I am beginning to suspect that H may be on the verge of a mid-life crisis.
He would not be the only male I know to succumb. For starters, I have lost count of the depressing tales of family men being caught with their pants down recently. It seems they are frequently drawn to someone who looks remarkably like their own wife, but without the slippers or the post-pregnancy paunch.
Then, at a party this weekend, a lawyer friend announced that he needed to ‘find his true identity’ and was therefore about to chuck in his lucrative but soul-destroying job for something more fulfilling. As everyone clustered around to applaud his brave decision, I couldn’t help noticing his shell-shocked wife in the background, nodding enthusiastically and smiling through gritted teeth. For her 45th birthday present, she had been handed the role of sole breadwinner, rather than the pedicure voucher she was hoping for.
I suppose with drastic behaviour like this, I should be relieved that H’s particular obsession is fairly benign. Our finances preclude the purchase of that typical symbol of mid-life crisis - a ‘male meno-Porsche’ so instead he has bought a pair of in-line skates.

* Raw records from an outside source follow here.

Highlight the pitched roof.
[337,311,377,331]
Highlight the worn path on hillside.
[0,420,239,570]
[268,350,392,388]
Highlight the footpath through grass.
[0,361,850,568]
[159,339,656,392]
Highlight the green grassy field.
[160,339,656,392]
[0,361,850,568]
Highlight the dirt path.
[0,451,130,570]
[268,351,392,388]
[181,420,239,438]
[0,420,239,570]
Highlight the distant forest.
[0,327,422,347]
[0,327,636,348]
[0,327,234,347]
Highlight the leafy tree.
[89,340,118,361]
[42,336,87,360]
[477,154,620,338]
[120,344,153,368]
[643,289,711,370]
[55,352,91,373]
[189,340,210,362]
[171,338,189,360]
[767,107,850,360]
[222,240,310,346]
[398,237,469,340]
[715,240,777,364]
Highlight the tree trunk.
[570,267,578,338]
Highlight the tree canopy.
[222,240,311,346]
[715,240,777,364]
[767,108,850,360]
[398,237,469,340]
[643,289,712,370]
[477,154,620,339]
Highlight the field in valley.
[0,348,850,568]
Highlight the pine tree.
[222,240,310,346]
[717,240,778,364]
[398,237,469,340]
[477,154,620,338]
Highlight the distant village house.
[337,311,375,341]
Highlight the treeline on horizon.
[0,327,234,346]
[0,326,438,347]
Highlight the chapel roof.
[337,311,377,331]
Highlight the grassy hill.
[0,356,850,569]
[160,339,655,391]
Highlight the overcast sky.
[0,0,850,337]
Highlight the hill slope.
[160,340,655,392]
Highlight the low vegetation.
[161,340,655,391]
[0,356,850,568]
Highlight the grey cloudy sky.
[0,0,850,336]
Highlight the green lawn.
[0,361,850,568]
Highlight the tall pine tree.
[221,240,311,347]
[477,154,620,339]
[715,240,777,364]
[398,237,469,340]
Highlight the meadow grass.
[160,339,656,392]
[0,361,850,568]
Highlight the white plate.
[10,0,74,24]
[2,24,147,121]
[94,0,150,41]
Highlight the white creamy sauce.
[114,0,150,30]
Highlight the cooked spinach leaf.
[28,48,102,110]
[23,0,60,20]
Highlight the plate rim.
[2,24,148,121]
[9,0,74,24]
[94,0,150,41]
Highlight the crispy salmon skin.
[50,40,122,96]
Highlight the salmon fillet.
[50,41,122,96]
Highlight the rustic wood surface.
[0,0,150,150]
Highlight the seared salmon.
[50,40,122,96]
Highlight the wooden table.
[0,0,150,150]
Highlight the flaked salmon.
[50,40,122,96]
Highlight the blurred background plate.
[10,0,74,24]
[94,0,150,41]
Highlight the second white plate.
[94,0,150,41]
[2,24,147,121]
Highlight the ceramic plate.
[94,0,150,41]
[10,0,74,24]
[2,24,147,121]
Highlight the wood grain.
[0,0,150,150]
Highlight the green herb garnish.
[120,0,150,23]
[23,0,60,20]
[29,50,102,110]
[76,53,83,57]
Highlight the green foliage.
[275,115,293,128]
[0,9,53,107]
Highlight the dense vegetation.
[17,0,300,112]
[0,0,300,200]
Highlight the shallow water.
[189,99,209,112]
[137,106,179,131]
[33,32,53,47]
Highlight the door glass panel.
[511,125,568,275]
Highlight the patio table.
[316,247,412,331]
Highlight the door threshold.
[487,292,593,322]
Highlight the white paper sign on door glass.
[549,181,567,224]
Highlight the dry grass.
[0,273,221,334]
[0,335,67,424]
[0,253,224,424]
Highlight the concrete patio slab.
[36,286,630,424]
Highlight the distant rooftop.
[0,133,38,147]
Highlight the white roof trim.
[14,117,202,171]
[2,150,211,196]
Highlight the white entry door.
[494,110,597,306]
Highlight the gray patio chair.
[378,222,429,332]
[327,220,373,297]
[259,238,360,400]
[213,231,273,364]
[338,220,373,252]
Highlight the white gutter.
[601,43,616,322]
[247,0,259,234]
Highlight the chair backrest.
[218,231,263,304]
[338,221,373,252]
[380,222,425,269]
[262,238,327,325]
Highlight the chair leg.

To be fair, as well as being an all round Boy Scout, H has always been a good skater – a sort of Ray Mears on wheels. He used to rollerblade to work when he was young and carefree, and was therefore a frequent recipient of abuse from motorists, cyclists and pedestrians alike.
However this weekend, he returned from a skating trip with more of a glow than usual. Apparently, a car full of teenage girls had beeped their car horn and waved at him as he skated along. All fairly innocent, you might think, but no - he has been down at the gym this morning, clearly convinced that his body is now a temple at which young women will come and worship. Bless!
More worryingly, he has declared his intention to abstain from drinking wine. Surely such self-delusion has its limits? Clearly some action needs to be taken to avoid irreparable damage to our marriage. Therefore, in an attempt to lure him once again with my oenophile charms, I have uncorked a Tesco Finest Beyers Truter Pinotage (£7.99). I am certain that the spicy blackberry flavour will convince him of the error of his ways. How could he fail to realise that a lithe limbed lovely offering him a swig of her alcopop cannot compare with the delights of drinking decent red wine? Even if it does mean sharing it with a woman whose teeth are gradually turning blue.